Last night there was a peaceful student demonstration on the Berkeley campus that was taken over by non-student agitators – in costume, no less - bent on creating mayhem by smashing windows and starting fires. This brought out helicopters to circle round and round above the campus til after midnight, which kept everyone in the area awake with rattled nerves much of the night.
Try falling asleep to incessant chopper noise!
I think we can expect protests of the new administration to be an everyday affair from now on, and needless to say, the ‘professional’ agitators – whichever side they are on – will show up at every demonstration. That’s their job - to ruin the show.
I am reminded of how cats can make fools of dogs by initiating a chase that leads the dog right to the slickest part of the house, often the kitchen floor, and then the kitty casually steps aside as the poor pooch goes skidding and sprawling all over the place.
I think we have to do better than falling for the same trick over and over again and think up a strategy more effective than crowd protests.
I happened to be on Campus the morning after the demonstration because I was asked to help take Herb’s old office apart for an incoming faculty member. The room was exactly as I had last seen it 2 years ago - his desk still littered with scientific papers and correspondence, his bookcases still filled with rows of journals and Chemistry texts. It felt as though he had just stepped out for a moment, and once I actually began to talk to him - “Whyever did you keep 3 of these..?” before I caught myself. My task was to pick out what I wanted to keep, and the Department would clear out the rest.
Dismayed by the sheer number of books on the shelves, I asked his colleague, “Who can we give all these books to?”
“Oh, nobody will take them,” he told me. “The science in them is old stuff - nobody’s interested. It’s a new era. We’ll just put them all in the recycling bin.”
Just like that.
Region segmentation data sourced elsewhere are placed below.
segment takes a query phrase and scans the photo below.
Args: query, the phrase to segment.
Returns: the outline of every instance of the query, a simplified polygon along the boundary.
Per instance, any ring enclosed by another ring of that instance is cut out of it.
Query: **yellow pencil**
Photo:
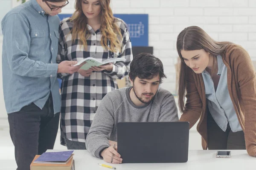
[[[107,165],[105,164],[98,164],[99,165],[101,166],[102,167],[108,167],[108,168],[112,169],[113,170],[115,170],[116,168],[115,167],[111,167],[111,166]]]

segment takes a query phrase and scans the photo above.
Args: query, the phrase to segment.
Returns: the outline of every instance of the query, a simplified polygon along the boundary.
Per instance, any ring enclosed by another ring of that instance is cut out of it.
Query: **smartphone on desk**
[[[231,154],[230,150],[218,150],[216,154],[216,158],[230,158]]]

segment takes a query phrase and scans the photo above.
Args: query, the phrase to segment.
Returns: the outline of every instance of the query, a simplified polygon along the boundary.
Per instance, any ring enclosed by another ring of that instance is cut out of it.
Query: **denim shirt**
[[[59,18],[45,15],[36,0],[12,9],[2,22],[4,99],[8,113],[34,102],[42,109],[52,96],[55,113],[61,96],[56,58]]]
[[[236,132],[242,130],[227,88],[227,68],[220,55],[217,56],[218,72],[220,76],[216,92],[213,81],[206,70],[202,73],[205,95],[207,99],[209,110],[213,119],[224,131],[226,131],[227,123],[231,130]]]

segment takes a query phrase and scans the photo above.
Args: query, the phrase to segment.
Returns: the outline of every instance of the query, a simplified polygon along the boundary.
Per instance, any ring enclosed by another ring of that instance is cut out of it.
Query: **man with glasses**
[[[4,98],[18,170],[52,149],[58,129],[59,73],[72,74],[76,61],[56,63],[59,17],[67,0],[30,0],[2,22]],[[81,66],[80,66],[81,67]]]

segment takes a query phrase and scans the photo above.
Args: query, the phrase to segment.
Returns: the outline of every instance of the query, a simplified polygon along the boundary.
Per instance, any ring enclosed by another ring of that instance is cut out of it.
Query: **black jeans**
[[[226,131],[224,132],[215,122],[209,111],[207,133],[209,150],[246,149],[244,132],[232,132],[228,124]]]
[[[17,170],[29,170],[35,155],[53,148],[59,116],[54,114],[51,95],[42,110],[32,103],[8,114]]]
[[[69,150],[86,150],[85,142],[80,142],[73,141],[66,139],[67,147]]]

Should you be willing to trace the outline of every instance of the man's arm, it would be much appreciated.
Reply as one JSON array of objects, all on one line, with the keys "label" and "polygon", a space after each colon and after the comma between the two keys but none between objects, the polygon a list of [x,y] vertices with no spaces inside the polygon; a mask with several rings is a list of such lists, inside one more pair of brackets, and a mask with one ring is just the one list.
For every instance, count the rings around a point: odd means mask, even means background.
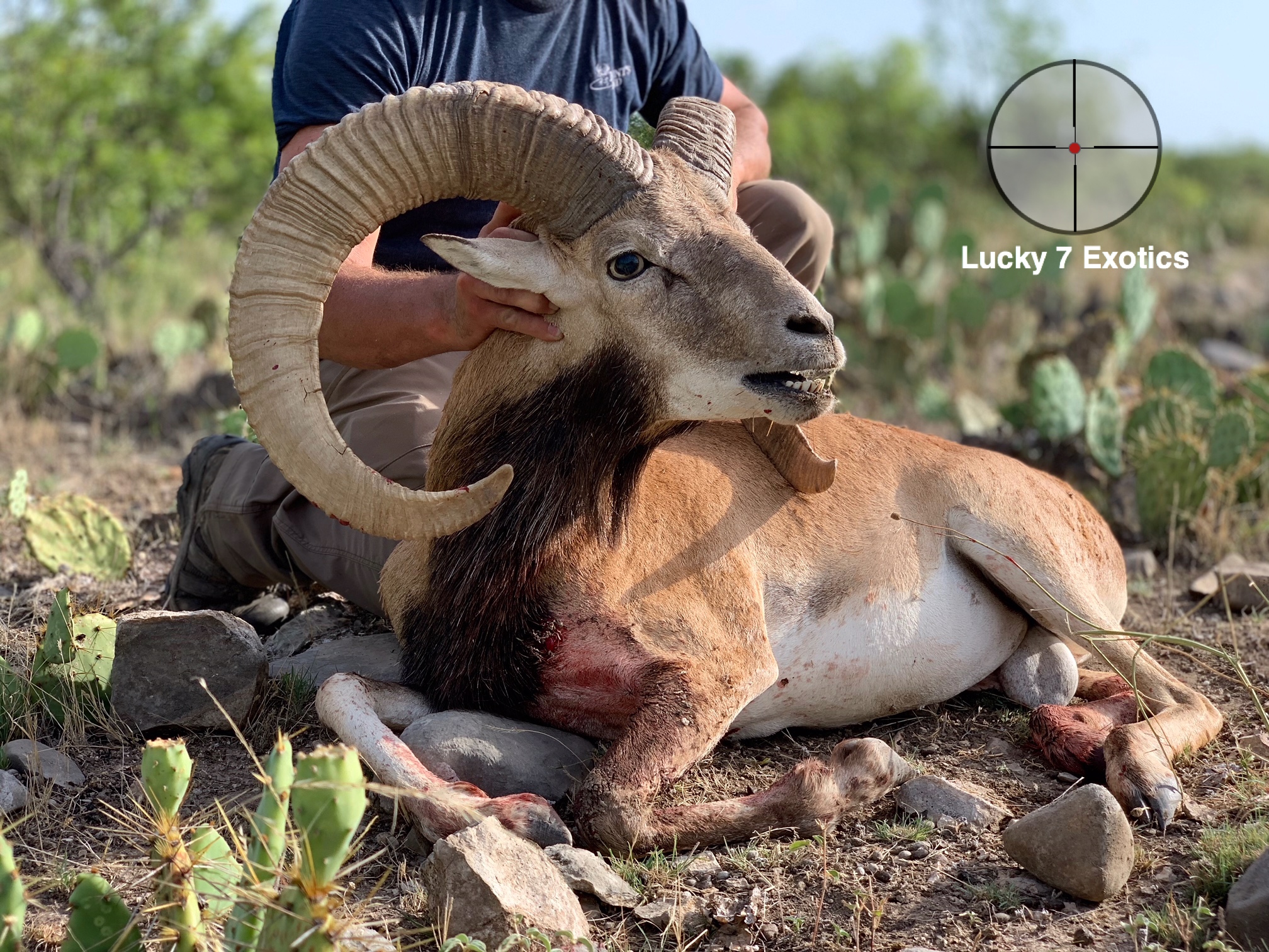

A lifetime’s brilliant career over, and now of little account except as a stepping stone to what comes next.
Science has moved on. Herb has moved on.
It’s time we move on, too.
Rumi has said, “Make like a tree and let the dead leaves drop.”
I believe a long season in the world, which has been coming to a close for quite a while now, is finally ended, and it is indeed time for us to move on. Had we not been shocked out of our socks by the dramatic events making it clear we have got to change, we might have just ignored what was obvious yet one more time.
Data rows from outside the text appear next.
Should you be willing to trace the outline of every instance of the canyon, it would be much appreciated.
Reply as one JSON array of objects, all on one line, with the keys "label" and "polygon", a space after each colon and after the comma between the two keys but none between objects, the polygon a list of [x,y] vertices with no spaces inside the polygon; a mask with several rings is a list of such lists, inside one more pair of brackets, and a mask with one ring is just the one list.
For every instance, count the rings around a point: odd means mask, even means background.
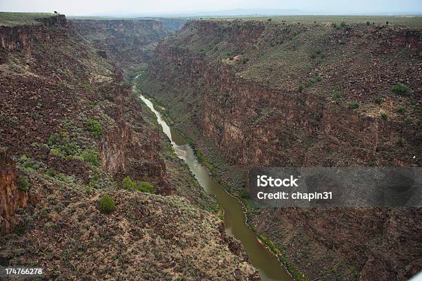
[{"label": "canyon", "polygon": [[137,83],[294,278],[404,280],[421,270],[420,209],[259,209],[246,179],[263,166],[420,166],[414,20],[190,21]]},{"label": "canyon", "polygon": [[254,166],[421,166],[422,23],[394,21],[0,13],[0,265],[260,280],[143,94],[294,279],[408,280],[420,209],[257,208],[247,183]]},{"label": "canyon", "polygon": [[[0,12],[0,265],[48,279],[259,280],[124,78],[174,22],[110,22],[154,36],[101,48],[62,14]],[[104,24],[90,30],[106,37]],[[149,50],[119,64],[125,38]]]}]

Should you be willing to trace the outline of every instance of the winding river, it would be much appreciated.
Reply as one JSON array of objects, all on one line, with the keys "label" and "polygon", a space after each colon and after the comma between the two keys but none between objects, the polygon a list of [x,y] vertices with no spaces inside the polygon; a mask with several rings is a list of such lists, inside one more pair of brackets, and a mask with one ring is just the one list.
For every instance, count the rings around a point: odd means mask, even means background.
[{"label": "winding river", "polygon": [[220,206],[224,209],[225,231],[241,241],[251,264],[259,271],[262,280],[292,280],[292,278],[279,263],[275,255],[246,226],[241,203],[230,195],[209,175],[208,170],[198,162],[192,148],[176,131],[167,125],[161,114],[154,108],[152,103],[143,95],[141,95],[141,99],[157,115],[159,124],[171,141],[177,156],[186,162],[205,192],[216,197]]}]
We cannot ignore the signs for even one more day. The climate will not let us; refugees flooding the world will not let us; the threat of Fascism will not let us; our own hearts will not let us.
It’s now or never, I’m afraid.
This makes me think of my tomato plants that continue to put out little yellow flowers when it is much too late in the season for them to ripen into tomatoes. They do this every year as if hopeful that maybe this year tomatoes in November will work, but of course it never does. When their season is over, it is over and soon the whole plant, yellow flowers and all, will mulch into the ground - as it should.
So if the time is NOW, how do we start?
First, I would say, by grieving our losses. Really going into our grief, we need to sob in one another’s arms, holler with anger, stamp our feet until they hurt and blame the government and other people for everything bad that is happening – without taking anyone’s anger at ourselves personally!
And then we need to take a big breath and laugh together, wondering why it has taken us so long to accept the inevitable Renaissance that is waiting for us to make happen! We will make it glorious, yes we will, and working on it will be the most stimulating, the most important, the gladdest work we have ever done in our lives. We will be grateful beyond measure and we will know that by gratitude and by the powerful use of our best and most beautiful selves we will be healing the deep wounds of our souls.
And thus the world.
I know, because it is the work I do every day. As a healer using these principles, I observe how people can heal by seeing themselves ‘whole’ – body, mind and spirit – and discovering how beautiful they are when they allow their true selves to shine through. All I do, using improvisatory dance and sound, is to guide the body in motion to match the energetic balance and beauty of the universe. It is that simple.
If it sounds like magic, I suppose it is, but if it works, so what?
I believe that is where we must start the big work of our times, envisioning the energies of universal balance, beauty and wisdom, and then making it happen in the small daily motions in each of our ordinary lives. It is a matter of doing the positive even more than protesting the negative. Put the energy where we wish it to go!
Intention is power! “If we can walk, we can dance; if we can talk, we can sing.”
My favorite students are those who come in saying, “I’ve always wanted to dance, but I’m such a klutz…”
I love to be there as witness when they discover just how beautiful they are when they surprise themselves dancing!
Discovering their own potent beauty is what heals – oh yes, it heals!
Remember what Emma Goldman said?
“If there’s no dancing at the Revolution, I’m not coming!”
She knew just what she was talking about!